The Age of Enlightenment – Tartuffe

A college paper I had to write for my World Literature II class. I hope you enjoy, and I welcome any/all feedback.

At the beginning of the 18th Century, a new movement swept across the Northern Hemisphere, The Age of Enlightenment (1650 – 1800). The Enlightenment was a time when certain writers, and thinkers thought they were more ‘lightened intellectually’ than their counterparts. It was a time in European/American history where intellectuals came forth, and broke free from the reigns of the monarchies. They essentially chose to no longer listen to the monarchies, and instead find the answers to life through scientific reasoning; not by what the monarch was telling them. The Enlightenment is the era in Western philosophy, intellectual, scientific, and cultural life, in which reason was advocated as the primary source of legitimacy and authority. Developing simultaneously in France, Germany, Great Britain, the Netherlands, Spain, Portugal, Italy, and the American Colonies, the movement was brought on by Atlantic Revolutions, especially the American Revolution by breaking free from the British. The Enlightenment inspired the authors of the American Declaration of Independence, the United States Bill of Rights, the French Declaration of the Rights of Man and the Citizen, and the Polish-Lithuanian Constitution of May 3, 1791. Reason was the main point of the Age of Enlightenment; people began to question God and the Church. The monarch dictated they all did things by the right hand of God/God influenced their decisions. The idea of ‘Human-Rights’ sprung up.

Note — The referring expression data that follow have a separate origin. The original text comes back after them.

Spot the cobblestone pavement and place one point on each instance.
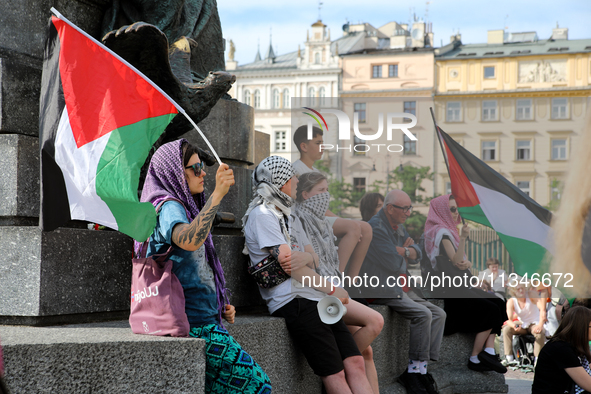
(519, 382)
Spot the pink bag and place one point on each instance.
(157, 298)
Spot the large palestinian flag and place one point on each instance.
(98, 120)
(486, 197)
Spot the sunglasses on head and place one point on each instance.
(197, 168)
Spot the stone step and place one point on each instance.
(100, 358)
(107, 356)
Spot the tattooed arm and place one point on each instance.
(191, 236)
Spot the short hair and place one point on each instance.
(301, 135)
(512, 290)
(188, 152)
(367, 205)
(492, 261)
(307, 181)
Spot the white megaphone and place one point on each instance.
(331, 309)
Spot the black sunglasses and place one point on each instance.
(197, 168)
(404, 209)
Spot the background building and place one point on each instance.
(393, 76)
(516, 102)
(271, 83)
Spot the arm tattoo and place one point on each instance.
(274, 251)
(196, 232)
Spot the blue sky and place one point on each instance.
(247, 22)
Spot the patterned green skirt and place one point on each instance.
(229, 369)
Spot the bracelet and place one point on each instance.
(313, 261)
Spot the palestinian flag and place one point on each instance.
(486, 197)
(98, 121)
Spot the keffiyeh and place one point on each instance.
(267, 179)
(319, 231)
(440, 223)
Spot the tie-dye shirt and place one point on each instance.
(191, 268)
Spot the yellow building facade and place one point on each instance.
(518, 103)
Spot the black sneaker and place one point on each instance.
(429, 383)
(412, 383)
(480, 367)
(491, 361)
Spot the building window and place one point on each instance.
(377, 71)
(489, 110)
(559, 108)
(559, 149)
(281, 141)
(393, 70)
(360, 110)
(489, 150)
(276, 98)
(286, 102)
(555, 191)
(257, 98)
(524, 186)
(359, 184)
(359, 150)
(447, 187)
(523, 150)
(322, 95)
(410, 146)
(454, 111)
(523, 110)
(410, 107)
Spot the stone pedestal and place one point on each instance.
(49, 277)
(74, 274)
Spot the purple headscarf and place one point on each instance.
(166, 180)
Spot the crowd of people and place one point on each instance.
(290, 235)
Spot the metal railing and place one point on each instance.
(484, 243)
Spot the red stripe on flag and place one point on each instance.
(461, 188)
(102, 93)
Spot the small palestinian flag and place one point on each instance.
(486, 197)
(98, 121)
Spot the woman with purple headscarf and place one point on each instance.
(468, 309)
(175, 177)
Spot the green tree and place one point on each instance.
(555, 195)
(343, 195)
(410, 179)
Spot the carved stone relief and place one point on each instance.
(542, 105)
(577, 106)
(507, 108)
(471, 109)
(542, 71)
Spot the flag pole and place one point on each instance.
(442, 150)
(178, 107)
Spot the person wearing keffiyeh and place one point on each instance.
(174, 183)
(271, 230)
(312, 202)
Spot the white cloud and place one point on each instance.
(245, 22)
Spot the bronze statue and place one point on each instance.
(191, 69)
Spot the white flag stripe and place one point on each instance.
(513, 219)
(79, 167)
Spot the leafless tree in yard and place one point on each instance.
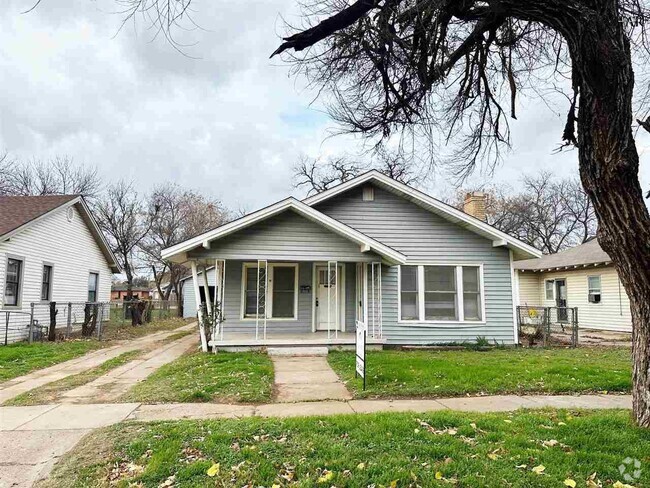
(420, 68)
(125, 221)
(182, 214)
(318, 174)
(57, 176)
(549, 213)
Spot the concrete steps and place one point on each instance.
(297, 351)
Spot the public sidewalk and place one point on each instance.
(40, 377)
(33, 439)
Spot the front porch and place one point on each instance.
(258, 304)
(319, 339)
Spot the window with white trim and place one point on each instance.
(594, 285)
(282, 293)
(46, 283)
(13, 283)
(441, 293)
(548, 289)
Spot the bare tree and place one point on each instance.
(458, 65)
(319, 175)
(59, 175)
(181, 214)
(126, 222)
(548, 213)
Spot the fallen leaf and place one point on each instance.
(539, 469)
(214, 470)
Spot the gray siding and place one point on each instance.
(287, 236)
(233, 301)
(425, 237)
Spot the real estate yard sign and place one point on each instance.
(361, 352)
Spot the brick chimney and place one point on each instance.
(474, 205)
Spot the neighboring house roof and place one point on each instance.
(435, 206)
(20, 212)
(585, 254)
(177, 252)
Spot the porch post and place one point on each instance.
(197, 297)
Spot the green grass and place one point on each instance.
(380, 450)
(51, 392)
(22, 358)
(122, 330)
(200, 377)
(499, 371)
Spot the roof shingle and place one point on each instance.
(16, 211)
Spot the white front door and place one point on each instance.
(331, 320)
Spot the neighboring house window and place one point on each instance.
(284, 292)
(548, 289)
(594, 289)
(281, 295)
(93, 282)
(441, 293)
(472, 293)
(46, 283)
(409, 292)
(12, 282)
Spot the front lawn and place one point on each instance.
(500, 371)
(22, 358)
(204, 377)
(528, 449)
(123, 330)
(51, 392)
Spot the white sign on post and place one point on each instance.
(361, 352)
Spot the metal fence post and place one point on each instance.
(31, 323)
(68, 331)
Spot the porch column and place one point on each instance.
(197, 297)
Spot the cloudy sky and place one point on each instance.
(224, 119)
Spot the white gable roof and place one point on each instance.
(178, 252)
(499, 238)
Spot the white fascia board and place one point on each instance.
(441, 208)
(265, 213)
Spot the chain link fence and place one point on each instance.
(548, 326)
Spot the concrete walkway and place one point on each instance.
(112, 385)
(33, 438)
(22, 384)
(306, 378)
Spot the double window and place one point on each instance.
(441, 294)
(279, 300)
(593, 283)
(14, 276)
(46, 283)
(93, 284)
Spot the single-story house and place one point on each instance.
(119, 291)
(582, 277)
(410, 268)
(51, 250)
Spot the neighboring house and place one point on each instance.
(50, 250)
(372, 250)
(119, 291)
(582, 277)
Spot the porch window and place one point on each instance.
(593, 283)
(284, 292)
(409, 292)
(281, 295)
(12, 282)
(439, 293)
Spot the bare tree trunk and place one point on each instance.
(609, 165)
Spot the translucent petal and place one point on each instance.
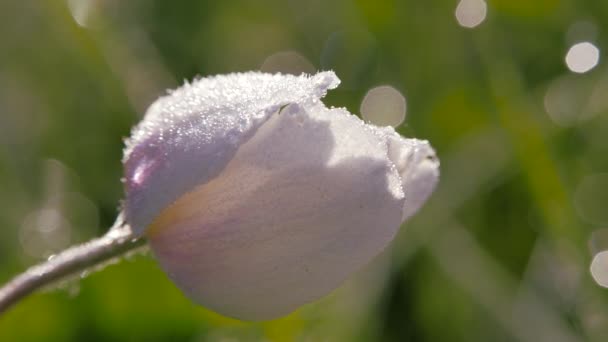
(187, 137)
(313, 196)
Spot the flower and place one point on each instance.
(257, 199)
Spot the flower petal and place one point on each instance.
(188, 136)
(313, 196)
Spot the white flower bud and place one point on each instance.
(256, 198)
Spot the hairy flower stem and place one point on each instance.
(117, 241)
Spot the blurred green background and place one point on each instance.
(502, 251)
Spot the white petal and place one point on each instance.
(188, 137)
(313, 196)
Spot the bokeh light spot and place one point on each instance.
(599, 268)
(582, 57)
(471, 13)
(384, 106)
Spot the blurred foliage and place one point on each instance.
(500, 253)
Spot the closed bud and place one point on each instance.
(256, 198)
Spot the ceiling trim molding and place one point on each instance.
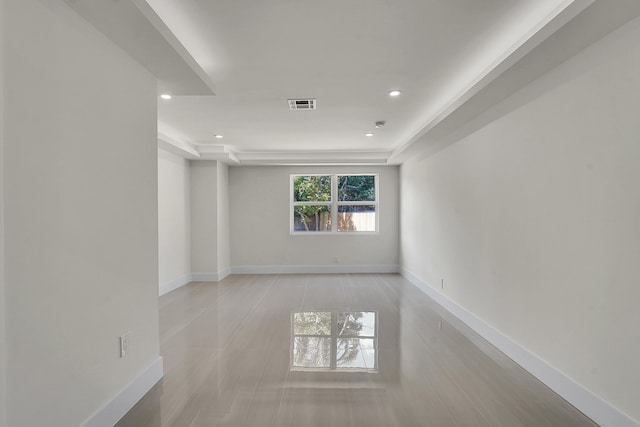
(564, 13)
(319, 158)
(224, 154)
(179, 148)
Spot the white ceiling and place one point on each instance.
(255, 54)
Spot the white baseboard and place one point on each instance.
(117, 407)
(210, 277)
(174, 284)
(589, 403)
(313, 269)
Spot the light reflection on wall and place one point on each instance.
(334, 341)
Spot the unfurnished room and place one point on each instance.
(319, 213)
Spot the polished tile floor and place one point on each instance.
(332, 350)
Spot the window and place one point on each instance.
(334, 340)
(334, 203)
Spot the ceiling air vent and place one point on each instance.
(302, 104)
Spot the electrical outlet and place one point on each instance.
(124, 344)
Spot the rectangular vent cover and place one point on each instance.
(302, 104)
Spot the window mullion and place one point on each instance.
(334, 203)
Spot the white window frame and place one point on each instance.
(334, 204)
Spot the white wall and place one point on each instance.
(174, 221)
(533, 220)
(224, 233)
(3, 366)
(81, 214)
(204, 223)
(259, 201)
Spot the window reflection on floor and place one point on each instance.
(334, 340)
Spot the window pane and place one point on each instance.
(312, 323)
(312, 218)
(357, 188)
(357, 324)
(312, 352)
(357, 218)
(312, 188)
(350, 354)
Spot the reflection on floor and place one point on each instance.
(332, 350)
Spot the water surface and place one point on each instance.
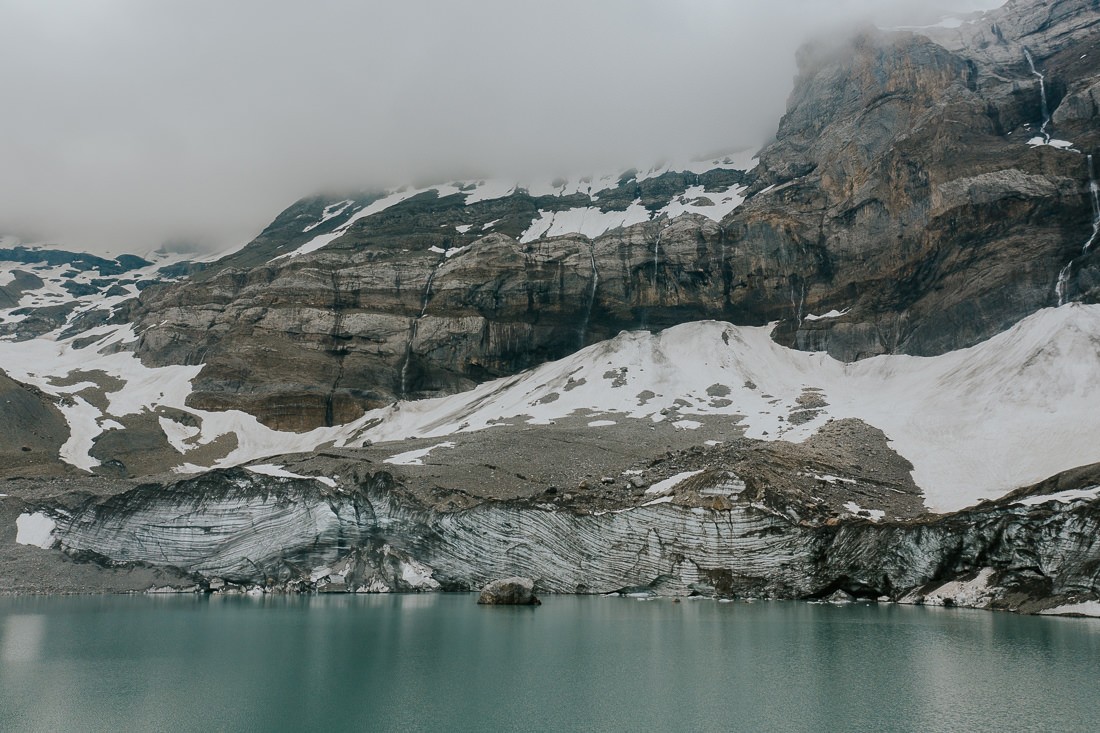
(439, 662)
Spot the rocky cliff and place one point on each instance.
(933, 187)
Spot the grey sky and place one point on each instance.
(130, 122)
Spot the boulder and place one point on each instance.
(509, 591)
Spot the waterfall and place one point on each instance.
(415, 325)
(799, 304)
(657, 254)
(592, 295)
(1042, 90)
(1063, 285)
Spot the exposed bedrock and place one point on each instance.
(299, 534)
(900, 194)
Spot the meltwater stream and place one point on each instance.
(441, 663)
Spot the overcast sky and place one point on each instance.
(127, 123)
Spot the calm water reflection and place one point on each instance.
(439, 662)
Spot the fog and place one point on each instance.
(130, 124)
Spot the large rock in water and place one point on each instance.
(509, 591)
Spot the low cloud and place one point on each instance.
(133, 123)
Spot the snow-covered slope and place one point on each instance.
(975, 423)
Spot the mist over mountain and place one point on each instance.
(129, 124)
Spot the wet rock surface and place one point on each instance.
(900, 192)
(509, 591)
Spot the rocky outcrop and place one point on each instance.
(34, 430)
(509, 591)
(900, 192)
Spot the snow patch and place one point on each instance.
(1062, 496)
(35, 529)
(831, 314)
(589, 221)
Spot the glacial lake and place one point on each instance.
(441, 663)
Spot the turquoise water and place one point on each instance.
(441, 663)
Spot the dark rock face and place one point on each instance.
(33, 431)
(509, 591)
(900, 192)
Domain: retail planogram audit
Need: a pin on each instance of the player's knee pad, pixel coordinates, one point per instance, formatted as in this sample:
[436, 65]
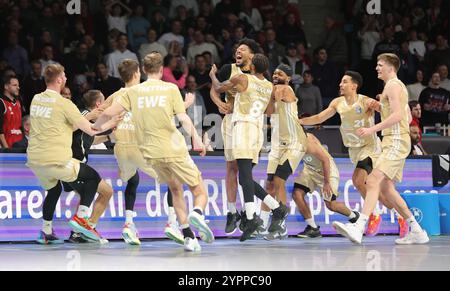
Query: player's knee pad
[134, 181]
[284, 171]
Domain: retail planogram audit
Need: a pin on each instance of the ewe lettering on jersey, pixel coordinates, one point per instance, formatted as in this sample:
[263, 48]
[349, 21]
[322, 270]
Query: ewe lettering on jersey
[41, 111]
[154, 88]
[152, 101]
[259, 89]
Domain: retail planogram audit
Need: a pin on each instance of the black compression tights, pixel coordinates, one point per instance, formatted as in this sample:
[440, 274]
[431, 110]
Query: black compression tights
[50, 201]
[130, 192]
[169, 198]
[87, 184]
[249, 186]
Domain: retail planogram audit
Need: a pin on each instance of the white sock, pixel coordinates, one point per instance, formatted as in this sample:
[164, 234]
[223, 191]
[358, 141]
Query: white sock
[311, 222]
[47, 227]
[362, 221]
[172, 216]
[265, 215]
[83, 211]
[271, 202]
[413, 224]
[232, 207]
[250, 210]
[129, 217]
[352, 215]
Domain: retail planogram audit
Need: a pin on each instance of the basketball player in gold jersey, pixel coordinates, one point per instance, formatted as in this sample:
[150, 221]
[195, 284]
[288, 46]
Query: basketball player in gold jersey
[355, 112]
[288, 144]
[53, 120]
[245, 51]
[396, 146]
[319, 173]
[154, 104]
[253, 96]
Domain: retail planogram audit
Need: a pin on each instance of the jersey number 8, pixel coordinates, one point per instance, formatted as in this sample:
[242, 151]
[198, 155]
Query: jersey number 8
[257, 109]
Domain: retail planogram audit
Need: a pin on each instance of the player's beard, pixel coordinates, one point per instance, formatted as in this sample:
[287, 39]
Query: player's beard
[63, 85]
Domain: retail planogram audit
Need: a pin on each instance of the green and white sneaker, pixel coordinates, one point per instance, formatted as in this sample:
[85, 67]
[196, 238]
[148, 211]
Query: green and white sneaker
[130, 234]
[199, 222]
[192, 245]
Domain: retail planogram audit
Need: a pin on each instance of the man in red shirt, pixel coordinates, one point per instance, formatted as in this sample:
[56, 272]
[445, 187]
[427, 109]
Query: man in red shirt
[10, 114]
[416, 112]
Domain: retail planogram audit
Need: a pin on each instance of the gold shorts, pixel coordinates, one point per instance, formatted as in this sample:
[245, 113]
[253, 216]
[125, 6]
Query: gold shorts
[183, 169]
[372, 151]
[49, 175]
[130, 159]
[393, 157]
[247, 141]
[227, 136]
[279, 155]
[314, 181]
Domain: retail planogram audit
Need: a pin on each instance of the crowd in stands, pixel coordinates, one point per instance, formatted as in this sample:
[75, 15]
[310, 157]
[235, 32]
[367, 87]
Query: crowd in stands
[194, 34]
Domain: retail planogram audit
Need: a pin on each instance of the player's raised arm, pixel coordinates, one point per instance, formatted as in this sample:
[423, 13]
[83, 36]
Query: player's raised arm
[393, 92]
[224, 108]
[321, 117]
[372, 104]
[109, 118]
[271, 106]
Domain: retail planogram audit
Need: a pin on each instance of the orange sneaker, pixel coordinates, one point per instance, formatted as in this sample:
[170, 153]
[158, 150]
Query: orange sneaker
[374, 225]
[81, 225]
[404, 228]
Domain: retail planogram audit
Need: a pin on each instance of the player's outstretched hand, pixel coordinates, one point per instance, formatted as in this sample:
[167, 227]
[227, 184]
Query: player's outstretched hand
[201, 149]
[213, 71]
[374, 105]
[189, 99]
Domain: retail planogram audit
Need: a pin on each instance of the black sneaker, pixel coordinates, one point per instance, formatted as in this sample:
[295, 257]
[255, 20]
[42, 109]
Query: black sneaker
[310, 232]
[250, 227]
[232, 221]
[243, 221]
[76, 238]
[354, 220]
[278, 217]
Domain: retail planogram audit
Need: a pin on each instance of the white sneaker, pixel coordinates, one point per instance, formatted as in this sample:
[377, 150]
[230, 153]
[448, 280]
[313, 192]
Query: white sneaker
[414, 238]
[130, 234]
[198, 221]
[192, 245]
[350, 231]
[173, 232]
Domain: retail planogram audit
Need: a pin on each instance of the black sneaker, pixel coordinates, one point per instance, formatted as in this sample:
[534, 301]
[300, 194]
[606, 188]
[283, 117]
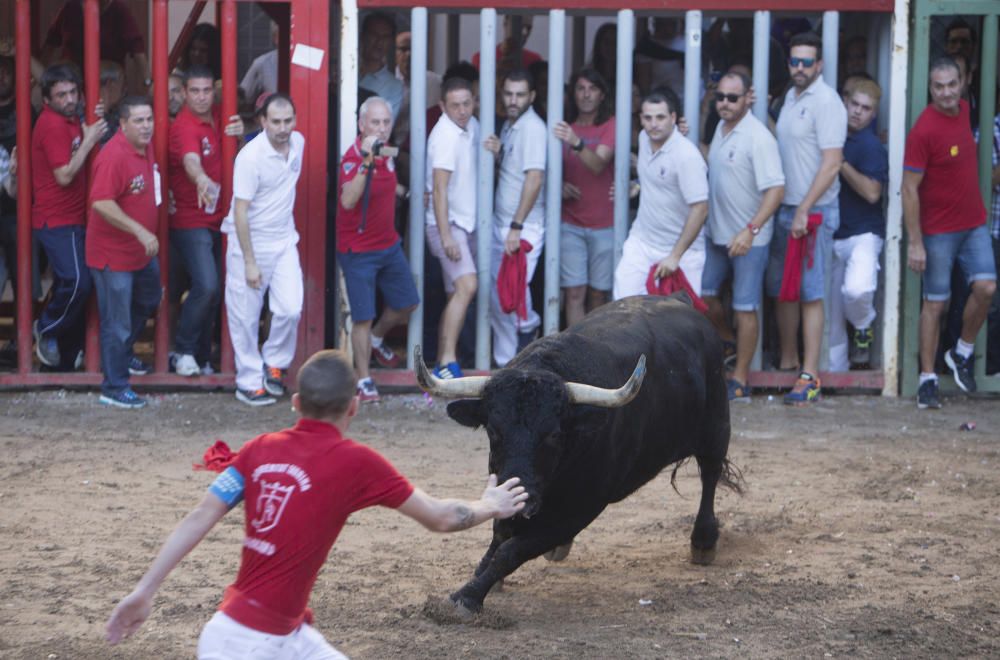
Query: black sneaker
[137, 367]
[860, 348]
[927, 396]
[961, 370]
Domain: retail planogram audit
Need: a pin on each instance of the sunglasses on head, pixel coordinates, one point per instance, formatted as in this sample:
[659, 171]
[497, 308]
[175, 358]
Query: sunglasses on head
[732, 98]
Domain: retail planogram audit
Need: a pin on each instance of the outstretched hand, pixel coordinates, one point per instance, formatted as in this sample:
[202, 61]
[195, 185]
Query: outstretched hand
[506, 499]
[127, 616]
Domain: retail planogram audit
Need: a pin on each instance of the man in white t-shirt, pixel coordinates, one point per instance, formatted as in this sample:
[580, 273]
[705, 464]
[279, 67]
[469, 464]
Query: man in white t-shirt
[262, 257]
[452, 180]
[519, 207]
[812, 128]
[746, 184]
[673, 203]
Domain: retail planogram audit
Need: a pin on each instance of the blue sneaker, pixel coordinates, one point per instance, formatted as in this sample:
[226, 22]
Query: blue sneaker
[448, 371]
[137, 367]
[805, 392]
[124, 399]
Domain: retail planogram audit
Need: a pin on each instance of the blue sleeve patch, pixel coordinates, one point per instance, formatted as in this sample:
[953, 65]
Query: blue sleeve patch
[228, 487]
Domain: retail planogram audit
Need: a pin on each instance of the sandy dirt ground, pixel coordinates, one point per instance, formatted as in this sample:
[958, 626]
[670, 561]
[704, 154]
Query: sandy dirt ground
[868, 529]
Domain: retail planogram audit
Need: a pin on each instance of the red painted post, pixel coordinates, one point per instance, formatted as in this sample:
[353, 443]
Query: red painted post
[22, 37]
[161, 135]
[227, 25]
[92, 91]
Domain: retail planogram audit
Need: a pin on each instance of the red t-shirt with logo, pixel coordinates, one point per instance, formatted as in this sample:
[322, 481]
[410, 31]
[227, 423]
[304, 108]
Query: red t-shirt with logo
[594, 209]
[54, 140]
[189, 134]
[123, 175]
[298, 487]
[379, 229]
[942, 147]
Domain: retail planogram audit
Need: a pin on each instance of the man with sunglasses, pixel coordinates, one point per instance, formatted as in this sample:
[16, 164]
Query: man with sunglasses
[746, 184]
[812, 129]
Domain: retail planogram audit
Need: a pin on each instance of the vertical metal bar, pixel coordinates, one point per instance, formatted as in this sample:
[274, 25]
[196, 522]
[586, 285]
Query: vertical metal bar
[161, 135]
[831, 34]
[553, 171]
[348, 91]
[229, 83]
[987, 109]
[92, 91]
[484, 224]
[623, 125]
[418, 166]
[894, 293]
[22, 100]
[692, 72]
[761, 62]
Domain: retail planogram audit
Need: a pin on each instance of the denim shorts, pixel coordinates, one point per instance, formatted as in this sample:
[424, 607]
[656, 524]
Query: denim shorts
[585, 257]
[813, 279]
[747, 272]
[974, 252]
[388, 270]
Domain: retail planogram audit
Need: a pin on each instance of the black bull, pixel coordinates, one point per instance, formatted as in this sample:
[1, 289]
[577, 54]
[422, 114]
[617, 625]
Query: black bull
[574, 459]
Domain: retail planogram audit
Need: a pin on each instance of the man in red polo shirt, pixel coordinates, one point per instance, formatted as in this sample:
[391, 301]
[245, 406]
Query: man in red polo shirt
[121, 246]
[298, 487]
[196, 214]
[59, 148]
[368, 248]
[946, 222]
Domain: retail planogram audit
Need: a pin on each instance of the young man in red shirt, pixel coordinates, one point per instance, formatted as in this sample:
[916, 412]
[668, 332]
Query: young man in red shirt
[122, 246]
[196, 215]
[368, 248]
[298, 487]
[60, 144]
[946, 221]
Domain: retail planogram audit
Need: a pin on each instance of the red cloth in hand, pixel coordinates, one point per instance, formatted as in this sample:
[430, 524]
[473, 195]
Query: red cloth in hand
[798, 249]
[672, 283]
[512, 280]
[217, 457]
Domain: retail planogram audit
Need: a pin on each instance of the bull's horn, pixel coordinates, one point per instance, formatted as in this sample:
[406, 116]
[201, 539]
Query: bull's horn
[469, 387]
[606, 398]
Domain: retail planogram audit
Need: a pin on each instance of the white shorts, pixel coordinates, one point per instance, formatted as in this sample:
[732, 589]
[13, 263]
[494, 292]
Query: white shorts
[223, 638]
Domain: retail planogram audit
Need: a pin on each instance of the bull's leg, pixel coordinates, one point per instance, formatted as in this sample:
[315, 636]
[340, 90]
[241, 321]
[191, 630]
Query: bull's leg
[706, 528]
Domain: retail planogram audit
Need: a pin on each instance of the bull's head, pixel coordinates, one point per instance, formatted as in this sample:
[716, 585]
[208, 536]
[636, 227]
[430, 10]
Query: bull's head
[527, 415]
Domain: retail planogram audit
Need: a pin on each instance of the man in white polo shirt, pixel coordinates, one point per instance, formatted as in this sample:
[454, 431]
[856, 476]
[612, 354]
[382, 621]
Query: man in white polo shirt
[812, 128]
[519, 207]
[452, 179]
[746, 184]
[262, 256]
[673, 203]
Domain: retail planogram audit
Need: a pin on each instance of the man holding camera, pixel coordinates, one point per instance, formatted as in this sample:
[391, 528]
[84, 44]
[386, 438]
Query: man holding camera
[368, 248]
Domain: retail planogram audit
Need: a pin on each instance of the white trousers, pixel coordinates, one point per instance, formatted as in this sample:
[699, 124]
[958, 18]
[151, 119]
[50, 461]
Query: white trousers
[506, 326]
[223, 638]
[638, 258]
[854, 279]
[281, 279]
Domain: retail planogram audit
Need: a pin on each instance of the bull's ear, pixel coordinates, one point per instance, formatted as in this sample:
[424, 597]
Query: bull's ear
[588, 419]
[467, 412]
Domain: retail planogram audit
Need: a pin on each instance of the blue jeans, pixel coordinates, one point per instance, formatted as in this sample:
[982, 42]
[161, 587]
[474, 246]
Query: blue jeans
[125, 300]
[198, 253]
[64, 318]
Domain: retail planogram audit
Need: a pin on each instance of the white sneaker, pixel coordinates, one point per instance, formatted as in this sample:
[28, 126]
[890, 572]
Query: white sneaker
[186, 365]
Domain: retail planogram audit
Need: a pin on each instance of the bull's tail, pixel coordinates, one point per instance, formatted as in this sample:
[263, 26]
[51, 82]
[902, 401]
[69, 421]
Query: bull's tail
[731, 477]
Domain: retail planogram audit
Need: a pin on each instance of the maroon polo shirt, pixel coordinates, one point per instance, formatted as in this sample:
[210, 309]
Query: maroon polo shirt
[123, 175]
[54, 140]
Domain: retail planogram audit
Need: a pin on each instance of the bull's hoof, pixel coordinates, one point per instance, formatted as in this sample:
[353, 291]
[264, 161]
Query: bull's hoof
[702, 556]
[559, 553]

The idea of ‘Human-Rights’ sprung up after the French, Declaration of the Rights of Man and the Citizen. When the French revolutionaries drew up the Declaration in August of 1789, their sole aim was to topple the institutions surrounding the hereditary monarchy and establish new ones based on the principles of the Enlightenment. The main goal of the Enlightenment was to apply the methods learned from the scientific revolution to the problems of the society. The Monarch and the Church were not too keen on this idea; however, The Enlightenment was the time when all scientists, poets, writers, etc. came forth with their ideas and were no longer frightened of the consequences they may have. Its advocates committed themselves to the ideas of “reason” and “liberty”. They began to question ideas, and not just go along with them because the Church or Monarch was telling them to.  Liberty meant freedom from religion, freedom from the press, and freedom from unreasonable government (i.e. torture, censorship, etc.). Many Enlightenment writers influenced ordinary readers, politicians, and even heads of state all over the western world.

            The Enlightenment was not a single movement, or a written set of ideas; the Enlightenment was less a set of ideas than it was of values. A prime example of ‘The Age of Enlightenment’ through literary contracts would best be portrayed by Jean-Baptiste Poquelin Moliere’s play, Tartuffe. In Tartuffe, one of the main characters, Dorine, signifies closely with the ideas and actions of the Enlightenment period. Tartuffe is the hypocrite of the story; he had his eyes on Orgon’s wife and wanted to steal his estate. Dorine was the clever servant.

            In the first act of Tartuffe, Dorine is introduced as Mariane’s lady’s maid and Moliere immediately begins to depict the character as logical, intelligent, and a plain speaking person. In a conversation that takes place between five characters over the course of the opening act, Madame Pernelle states several long statements. One of the statements, Madame Pernelle is stating how Orante is “virtuous and devout”, Dorine immediately points out that Orante is virtuous and devout primarily due to the fact that the character no longer has the beauty of youth and has instead chosen to live her life in the solitude of her own estate (Moliere, 316). Further into the act, Madame Pernelle continues to talk and states herself of being “A person of sense…” (Moliere, 317), however, later slaps another character; showing that Madame Pernelle’s actions are not that of the Enlightenment, and Dorine’s are.

In scene three of the same act, Orgon returns from a business trip and inquires from Dorine the state of his house. Dorine tells Orgon about how his wife is ill, but he seems uninterested and is only concerned about his houseguest, Tartuffe. Dorine finds his answers to be obsurd, and answers his questions in a sarcastic tone. Orgon, still only caring about his houseguest, doesn’t even notice her sarcasm and still wishes to learn more about the man. Dorine’s sarcastic expression of her incredulity at Orgon’s indifference to his wife’s illness is a fantastic example of the thoughts and feelings towards that of the Enlightenment.

            I thought it was best fitting to elaborate on some of the key elements in Tartuffe that made it such a great adaptation to ‘The Age of Enlightenment’. Through the use of key elements, and literary formats, Tartuffe has been placed in history as one of the best literary plays of all time.